Contrairement à la confédération paysanne, aux Agriculteurs responsables (CR) et au Modef (fédération syndicale des exploitants familiaux de Mayotte), la Fédération Départementale des Syndicats d’Exploitants Agricoles de Mayotte (FDSEAM) n’est pas dans la rue. Mais sa présidente Laïni Mogné-Mali, s’étonne : « Nous avons un courrier de notre syndicat national où le gouvernement s’engageait à un début de versement de la PAC dès ce mois de décembre, il n’était pas question de février. » (Lire le courier-fnsea-ja-action-pac)
Si Ali Ambody, Modef, a décidé de ce mouvement, c’est pour protester contre des promesses non tenues : « Lors de notre grève du 4 juillet dernier, on nous avait dit en septembre, maintenant c’est février… Que va-ton nous dire à nouveau à l’échéance ?! »
Le directeur de la DAAF (Direction de l’Alimentation, de l’Agriculture et de la Forêt), Jean-Michel Bergès, explique qu’il se bat depuis un an face à l’administration parisienne qui avance à coup de normes : « L’ensemble des agriculteurs français ont pâti de ce retard de la PAC, lié à un changement d’outils de paiement. Mais ils ont pu demander des avances de trésorerie, avec des seuils de volume de production qui couvraient 80% des agriculteurs du pays, mais certainement pas les petites exploitations mahoraises. J’ai demandé d’abaisser le seuil, en vain. » Les syndicats nationaux n’auraient pas assez défendu Mayotte de leur côté.
Rallier d’autres manifestants
Il rapporte la confirmation de l’Agence de services et de paiement, de déblocage des fonds pour mi-février. Et avoue que les agriculteurs mahorais ont du mérite, pour « tenir sans être payés pendant un et demi. »
C’est aussi son départ que souhaitent les trois structures grévistes, pas la FDSEAM : « Il y a un protocole à respecter. Si on pense que le directeur de la DAAF ne prend pas assez de décisions, il faut commencer par alerter le préfet, et non se mettre en grève immédiatement. »
Ali Ambody nous l’a dit au téléphone, « si la PAC est payée, j’arrête le mouvement, mais sinon, je pourrais m’allier avec d’autres manifestants comme le SNUipp des enseignants. »
Trop de poules tuent les œufs d’or
Tant qu’à faire que de descendre dans la rue, il réclame aussi davantage de protection des petits agriculteurs « contre les gros », et cite AVIMA, dont le président du conseil d’administration Pierre Baubet, arrive avec le projet d’un poulailler de 22.000 volailles. Pour le directeur de la DAAF, il n’y a pas d’incompatibilité : « Tout confondu, l’élevage avicole mahorais comprend 75.000 poules pondeuses, et nous sommes obligés d’en importer en période de fête. Il y a encore de la place pour 50.000 à 70.000 poules. » Ce qui permettrait de faire baisser les prix, une opération que tous ne voient pas d’un bon œil, et pourtant la consommation serait boostée, donc leur chiffre d’affaire.

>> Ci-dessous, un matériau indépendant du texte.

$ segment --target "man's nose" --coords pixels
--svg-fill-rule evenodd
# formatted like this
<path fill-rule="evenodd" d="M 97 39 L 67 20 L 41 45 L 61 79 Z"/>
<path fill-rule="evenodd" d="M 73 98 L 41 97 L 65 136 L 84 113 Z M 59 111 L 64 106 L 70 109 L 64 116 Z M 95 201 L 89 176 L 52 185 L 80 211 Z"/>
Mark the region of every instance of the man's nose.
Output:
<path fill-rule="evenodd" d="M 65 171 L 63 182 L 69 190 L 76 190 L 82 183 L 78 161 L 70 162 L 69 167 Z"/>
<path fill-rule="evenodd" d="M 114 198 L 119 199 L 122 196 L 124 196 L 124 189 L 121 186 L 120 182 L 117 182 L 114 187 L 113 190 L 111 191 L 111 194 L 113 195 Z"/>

Ce qu’Ali Ambody reproche à la DAAF, c’est surtout le manque d’accompagnement : « Les structures bien installées savent monter les dossiers, pas les petits agriculteurs. Il n’y en aura que pour AVIMA et la SCAM, alors que nous ne demandons qu’à nous mettre aux normes. Le député Younous Omarjee a demandé 30 ans de dérogation pour les Outre mer. A Mayotte, avec nos retards, nous ne pouvons pas être traités comme si on était en métropole. »
Pour l’instant, les négociations sont rompues, les grévistes du Modef ayant quitté la table préfectorale des négociations hier, en signe de mécontentement contre la présence du directeur de la DAAF.